Generating Senses and RoLes: An End-to-End Model for Dependency- and Span-based Semantic Role Labeling
by Rexhina Blloshmi, Simone Conia, Rocco Tripodi and Roberto Navigli
Despite the recent great success of the sequence-to-sequence paradigm in Natural Language Processing, the majority of current studies in Semantic Role Labeling (SRL) still frame the problem as a sequence labeling task. In this paper we go against the flow and propose GSRL (Generating Senses and RoLes), the first sequence-to-sequence model for end-to-end SRL. Our approach benefits from recently-proposed decoder-side pretraining techniques to generate both sense and role labels for all the predicates in an input sentence at once, in an end-to-end fashion. Evaluated on standard gold benchmarks, GSRL achieves state-of-the-art results in both dependency- and span-based English SRL, proving empirically that our simple generation-based model can learn to produce complex predicate-argument structures. Finally, we propose a framework for evaluating the robustness of an SRL model in a variety of synthetic low-resource scenarios which can aid human annotators in the creation of better, more diverse, and more challenging gold datasets. We release GSRL at github.com/SapienzaNLP/gsrl.
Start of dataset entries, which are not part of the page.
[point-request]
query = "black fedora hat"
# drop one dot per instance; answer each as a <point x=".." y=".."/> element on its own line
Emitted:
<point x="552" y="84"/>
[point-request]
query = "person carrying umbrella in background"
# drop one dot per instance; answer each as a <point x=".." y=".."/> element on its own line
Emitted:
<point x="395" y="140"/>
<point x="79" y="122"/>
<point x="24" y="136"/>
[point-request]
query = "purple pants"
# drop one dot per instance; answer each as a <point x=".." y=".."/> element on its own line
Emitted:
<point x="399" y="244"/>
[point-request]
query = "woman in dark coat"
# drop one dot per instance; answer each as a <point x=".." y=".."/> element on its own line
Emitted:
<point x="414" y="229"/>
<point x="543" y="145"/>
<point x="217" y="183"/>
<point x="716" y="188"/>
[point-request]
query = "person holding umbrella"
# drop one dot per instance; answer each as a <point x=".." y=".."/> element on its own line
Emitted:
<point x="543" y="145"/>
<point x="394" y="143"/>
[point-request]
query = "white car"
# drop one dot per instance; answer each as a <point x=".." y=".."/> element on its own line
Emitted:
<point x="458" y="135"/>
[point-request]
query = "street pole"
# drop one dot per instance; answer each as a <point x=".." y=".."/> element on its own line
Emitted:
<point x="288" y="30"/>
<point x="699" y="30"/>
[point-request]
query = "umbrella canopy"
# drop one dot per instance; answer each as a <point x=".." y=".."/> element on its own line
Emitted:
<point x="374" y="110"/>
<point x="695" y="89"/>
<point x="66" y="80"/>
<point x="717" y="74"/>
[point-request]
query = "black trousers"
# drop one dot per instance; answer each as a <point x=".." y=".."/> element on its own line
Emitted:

Ten Years of BabelNet: A Survey
by Roberto Navigli, Michele Bevilacqua, Simone Conia, Dario Montagnini and Francesco Cecconi
The intelligent manipulation of symbolic knowledge has been a long-sought goal of AI. However, when it comes to Natural Language Processing (NLP), symbols have to be mapped to words and phrases, which are not only ambiguous but also language-specific: multilinguality is indeed a desirable property for NLP systems, and one which enables the generalization of tasks where multiple languages need to be dealt with, without translating text. In this paper we survey BabelNet, a popular wide-coverage lexical-semantic knowledge resource obtained by merging heterogeneous sources into a unified semantic network that helps to scale tasks and applications to hundreds of languages. Over its ten years of existence, thanks to its promise to interconnect languages and resources in structured form, BabelNet has been employed in countless ways and directions. We first introduce the BabelNet model, its components and statistics, and then overview its successful use in a wide range of tasks in NLP as well as in other fields of AI.
Recent Trends in Word Sense Disambiguation: A Survey
by Michele Bevilacqua, Tommaso Pasini, Alessandro Raganato and Roberto Navigli
Word Sense Disambiguation (WSD) aims at making explicit the semantics of a word in context by identifying the most suitable meaning from a predefined sense inventory. Recent breakthroughs in representation learning have fueled intensive WSD research, resulting in considerable performance improvements, breaching the 80% glass ceiling set by the inter-annotator agreement. In this survey, we provide an extensive overview of current advances in WSD, describing the state of the art in terms of i) resources for the task, i.e., sense inventories and reference datasets for training and testing, as well as ii) automatic disambiguation approaches, detailing their peculiarities, strengths and weaknesses. Finally, we highlight the current limitations of the task itself, but also point out recent trends that could help expand the scope and applicability of WSD, setting up new promising directions for the future.